Однажды, лет пятнадцать назад, Гульфиру вечером буквально вытащили из бани, требовалась ее профессиональная помощь, — скоротечные преждевременные роды с осложнением, роженицу нужно было срочно транспортировать в надымскую горбольницу.
— Выскочила, едва оделась, успела только руки йодом помазать, и бегом в больницу, — рассказывает Гульфира Залиловна. — Вертолетов нет. Пролетал «шальной» грузовой борт, его посадили «насильно», командир злой, кричит мне: «Пусть мамаша садится, а тебя не возьму! Ты кто такая?» Говорю: «Я медсестра». А на самой даже белого халата нет. Он кивает мне на руки: «Какой же ты медик, у тебя руки грязные!..» Я чуть не плачу, шепчу: «Это же йод…» Кое-как уговорили. Доставила женщину в горбольницу, все закончилось хорошо. Через неделю встречаю того пилота в поселке, не знаю что нашло на меня, подошла, вытянула вперед ладони и говорю: «Посмотри на мои руки, они чистые…» И опять чуть не плачу.
Впрочем, признает Гульфира Тимеркаева, этот случай, скорее, исключение. В основном люди тогда отзывчивые встречались…
— Добрее, чем сейчас? — пытаюсь я добиться окончания, как мне кажется, неоконченной фразы.
— Добрее… — мягко повторяет Гульфира Залиловна, давая понять, что в этом моменте никакого сравнивания не будет. — И здоровее.
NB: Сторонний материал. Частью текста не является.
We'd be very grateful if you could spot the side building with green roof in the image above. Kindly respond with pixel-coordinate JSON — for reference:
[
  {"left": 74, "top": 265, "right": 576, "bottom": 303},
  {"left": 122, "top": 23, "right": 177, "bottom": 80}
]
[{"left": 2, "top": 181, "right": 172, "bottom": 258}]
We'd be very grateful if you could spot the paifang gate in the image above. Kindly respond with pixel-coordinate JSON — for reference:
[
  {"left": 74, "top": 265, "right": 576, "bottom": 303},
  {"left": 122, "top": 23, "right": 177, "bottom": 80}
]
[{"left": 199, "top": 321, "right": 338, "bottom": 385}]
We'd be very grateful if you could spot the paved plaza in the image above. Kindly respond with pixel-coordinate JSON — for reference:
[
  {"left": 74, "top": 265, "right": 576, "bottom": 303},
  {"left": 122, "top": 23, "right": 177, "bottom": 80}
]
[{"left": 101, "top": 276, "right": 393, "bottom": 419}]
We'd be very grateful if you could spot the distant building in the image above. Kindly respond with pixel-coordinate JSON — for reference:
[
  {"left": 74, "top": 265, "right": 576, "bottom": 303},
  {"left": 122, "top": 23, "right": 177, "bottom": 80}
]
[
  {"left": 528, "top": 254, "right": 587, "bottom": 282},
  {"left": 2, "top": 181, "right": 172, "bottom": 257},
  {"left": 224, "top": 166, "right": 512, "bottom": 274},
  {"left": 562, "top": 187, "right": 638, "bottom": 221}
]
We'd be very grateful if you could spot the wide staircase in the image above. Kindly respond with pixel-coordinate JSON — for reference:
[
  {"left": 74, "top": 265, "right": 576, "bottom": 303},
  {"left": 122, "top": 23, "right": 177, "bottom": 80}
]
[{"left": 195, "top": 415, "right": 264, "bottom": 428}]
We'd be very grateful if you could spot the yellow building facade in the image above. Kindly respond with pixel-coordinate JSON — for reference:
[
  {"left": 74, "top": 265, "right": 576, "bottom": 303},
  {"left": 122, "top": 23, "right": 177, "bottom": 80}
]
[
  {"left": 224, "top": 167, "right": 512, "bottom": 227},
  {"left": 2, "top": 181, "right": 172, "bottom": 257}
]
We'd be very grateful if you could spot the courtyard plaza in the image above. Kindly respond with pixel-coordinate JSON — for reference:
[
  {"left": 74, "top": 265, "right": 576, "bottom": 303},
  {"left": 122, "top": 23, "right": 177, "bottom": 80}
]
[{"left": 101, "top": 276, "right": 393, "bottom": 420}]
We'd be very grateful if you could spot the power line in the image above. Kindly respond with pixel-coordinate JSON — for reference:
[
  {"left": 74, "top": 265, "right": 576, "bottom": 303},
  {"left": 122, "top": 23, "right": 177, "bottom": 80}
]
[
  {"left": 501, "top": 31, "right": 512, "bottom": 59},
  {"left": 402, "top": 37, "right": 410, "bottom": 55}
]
Это потому, что на Север раньше приезжали работать. Если случалось заболеть — уезжали. А сейчас никто не уезжает. Теперь на Север едут — жить. Хороший это показатель нынешнего времени или нет — не знаю…
Восемнадцатилетним попал он на фронт. Победу встретил в Германии командиром танка.
Тогда, бравому молодому фронтовику с медалью «За победу над Германией» на груди, казалось, что впереди может быть только счастливая, безоблачная, интересная жизнь.
… В 1977 году Геннадий Семенович Челышев приехал в Пангоды, где проработал кабельщиком в Пангодинском участке управления «Надымэнергогаз» десять лет, живя все это время в одной из комнат холостяцкого общежития. Именно здесь началось мое знакомство с этим человеком.
— Вот, Семеныч, молодой специалист, первый день в Пангодах. У нас будет работать, пусть у тебя поживет пока, — представил меня известный поселковый электрик.
Перед сном мы отметили знакомство, Семеныч рассказал, что после войны закончил институт по специальности, связанной с кинематографией, но поработать в этой области почти не пришлось.
— Так что, Ленька, — заключил он философски, — ты инженер, я инженер. Это прозвучало так: не дрейфь, все будет нормально, я тебя всегда пойму и помогу.
Он часто говорил неоконченными фразами, но его прекрасно воспринимали и с успехом расшифровывали эту сумму «загадочных» слов и пауз, полуулыбки и выразительного взгляда поверх очков. Жилище его никогда не бывало без гостей. Для многих оно являлось местом, где можно было отдохнуть, поговорить, расслабиться в мужской компании. Чего греха таить, должна быть у российского мужика такая, пусть нечастая возможность. Семеныч, добрая душа, всех привечал, прощал, причащал. Все мы были младше его, ко всем он обращался соответственно: «Сережка», «Колька», «мальчишки». Он часто спорил, даже сердился, ругая, воспитывая, своих «несмышленых» друзей, которые за пределами этой комнаты разводились, уезжали, возвращались и допускали прочие жизненные оплошности. Многое из произносимых грозных нравоучений вызывало улыбку, но никогда Семеныч не бывал смешным. Наверное, потому, что никогда с нами не был по-настоящему злым — казалось, просто не умел этого делать.
Новым знакомым Семеныча порой было трудно уловить в его словах грань между серьезностью и шуткой.
— Нет, Вовка, не приеду я к тебе в гости. Ты же на Украине живешь? Нельзя мне к хохлам, особенно западным. Боюсь, узнают.
Собеседник хохочет, мол, ну и шутник ты, Семеныч.
Между тем, слова имели вполне серьезную основу. В другие времена он рассказывал эту историю, заметно волнуясь. Я не запомнил конкретных дат, географических названий и масштабов акции, но смысл в том, что однажды ему пришлось принимать участие в выселении жителей из районов западного приграничья Советского Союза. Рассказывал, что задачей их тогда было войти в дом и вывести семью на улицу, следом шли специальные подразделения, которые вели учет и погрузку людей на машины. Он говорил, что понимал бессмысленность и жестокость происходящего, поэтому заскакивал в дом и кричал напуганным людям: «В подвал! В подвал!» — те прятались, он выбегал и докладывал: «Никого нет!»